Re: KNN-GiST with recheck

From: Alexander Korotkov <aekorotkov(at)gmail(dot)com>
To: Heikki Linnakangas <hlinnakangas(at)vmware(dot)com>
Cc: pgsql-hackers <pgsql-hackers(at)postgresql(dot)org>
Subject: Re: KNN-GiST with recheck
Date: 2014-01-28 14:12:39
Message-ID: CAPpHfdvn5jxgh-rVMz7c2vXoYW_W7dGrJjQkVAtaCr=-ZMCADA@mail.gmail.com
Views: Raw Message | Whole Thread | Download mbox | Resend email
Thread:
Lists: pgsql-hackers

On Tue, Jan 28, 2014 at 5:54 PM, Heikki Linnakangas <hlinnakangas(at)vmware(dot)com
> wrote:

> On 01/13/2014 07:17 PM, Alexander Korotkov wrote:
>
>> Here goes a desription of this patch same as in original thread.
>>
>> KNN-GiST provides ability to get ordered results from index, but this
>> order
>> is based only on index information.

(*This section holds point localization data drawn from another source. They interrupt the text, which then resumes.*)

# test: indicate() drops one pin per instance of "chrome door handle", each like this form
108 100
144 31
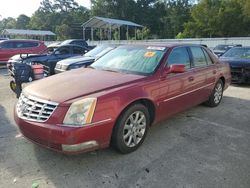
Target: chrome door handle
191 78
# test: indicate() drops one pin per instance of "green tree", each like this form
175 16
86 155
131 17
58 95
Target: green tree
63 32
218 18
22 22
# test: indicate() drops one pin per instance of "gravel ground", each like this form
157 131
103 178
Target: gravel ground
200 147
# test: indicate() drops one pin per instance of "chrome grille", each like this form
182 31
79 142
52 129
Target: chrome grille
31 108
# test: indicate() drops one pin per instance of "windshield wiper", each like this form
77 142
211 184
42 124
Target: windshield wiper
91 67
110 70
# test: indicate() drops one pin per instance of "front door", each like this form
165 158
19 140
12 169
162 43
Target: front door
175 88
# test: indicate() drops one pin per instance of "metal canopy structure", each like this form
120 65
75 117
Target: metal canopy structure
26 33
108 24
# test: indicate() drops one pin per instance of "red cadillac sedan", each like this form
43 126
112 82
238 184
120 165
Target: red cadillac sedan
116 99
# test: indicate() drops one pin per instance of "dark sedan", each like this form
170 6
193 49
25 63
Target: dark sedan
50 59
84 60
220 49
239 60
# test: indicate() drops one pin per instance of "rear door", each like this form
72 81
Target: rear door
203 73
7 50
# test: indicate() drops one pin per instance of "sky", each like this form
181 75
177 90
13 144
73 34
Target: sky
13 8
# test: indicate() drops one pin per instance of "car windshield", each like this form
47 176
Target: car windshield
222 47
239 53
134 60
97 50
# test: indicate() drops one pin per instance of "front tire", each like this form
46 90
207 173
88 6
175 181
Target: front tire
217 94
131 128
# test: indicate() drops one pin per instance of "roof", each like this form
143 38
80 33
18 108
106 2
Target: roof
26 32
100 22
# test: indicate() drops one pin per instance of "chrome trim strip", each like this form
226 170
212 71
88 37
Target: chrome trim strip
171 98
89 124
29 102
41 100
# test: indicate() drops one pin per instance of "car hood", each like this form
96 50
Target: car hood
20 57
75 59
77 83
236 62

For instance, GiST index contains
>> bounding rectangles for polygons, and we can't get exact distance to
>> polygon from index (similar situation is in PostGIS). In attached patch,
>> GiST distance method can set recheck flag (similar to consistent method).
>> This flag means that distance method returned lower bound of distance and
>> we should recheck it from heap.
>>
>> See an example.
>>
>> create table test as (select id, polygon(3+(random()*10)::int,
>> circle(point(random(), random()), 0.0003 + random()*0.001)) as p from
>> generate_series(1,1000000) id);
>> create index test_idx on test using gist (p);
>>
>> We can get results ordered by distance from polygon to point.
>>
>> postgres=# select id, p <-> point(0.5,0.5) from test order by p <->
>> point(0.5,0.5) limit 10;
>> id | ?column?
>> --------+----------------------
>> 755611 | 0.000405855808916853
>> 807562 | 0.000464123777564343
>> 437778 | 0.000738524708741959
>> 947860 | 0.00076250998760724
>> 389843 | 0.000886362723569568
>> 17586 | 0.000981960100555216
>> 411329 | 0.00145338112316853
>> 894191 | 0.00149399559703506
>> 391907 | 0.0016647896049741
>> 235381 | 0.00167554614889509
>> (10 rows)
>>
>> It's fast using just index scan.
>>
>> QUERY PLAN
>>
>> ------------------------------------------------------------
>> ----------------------------------------------------------------------
>> Limit (cost=0.29..1.86 rows=10 width=36) (actual time=0.180..0.230
>> rows=10 loops=1)
>> -> Index Scan using test_idx on test (cost=0.29..157672.29
>> rows=1000000 width=36) (actual time=0.179..0.228 rows=10 loops=1)
>> Order By: (p <-> '(0.5,0.5)'::point)
>> Total runtime: 0.305 ms
>> (4 rows)
>>
>
> Nice! Some thoughts:
>
> 1. This patch introduces a new "polygon <-> point" operator. That seems
> useful on its own, with or without this patch.
>

Yeah, but exact-knn cant come with no one implementation. But it would
better come in a separate patch.

2. I wonder how useful it really is to allow mixing exact and non-exact
> return values from the distance function. The distance function included in
> the patch always returns recheck=true. I have a feeling that all other
> distance function will also always return either true or false.
>

For geometrical datatypes recheck variations in consistent methods are also
very rare (I can't remember any). But imagine opclass for arrays where keys
have different representation depending on array length. For such opclass
and knn on similarity recheck flag could be useful.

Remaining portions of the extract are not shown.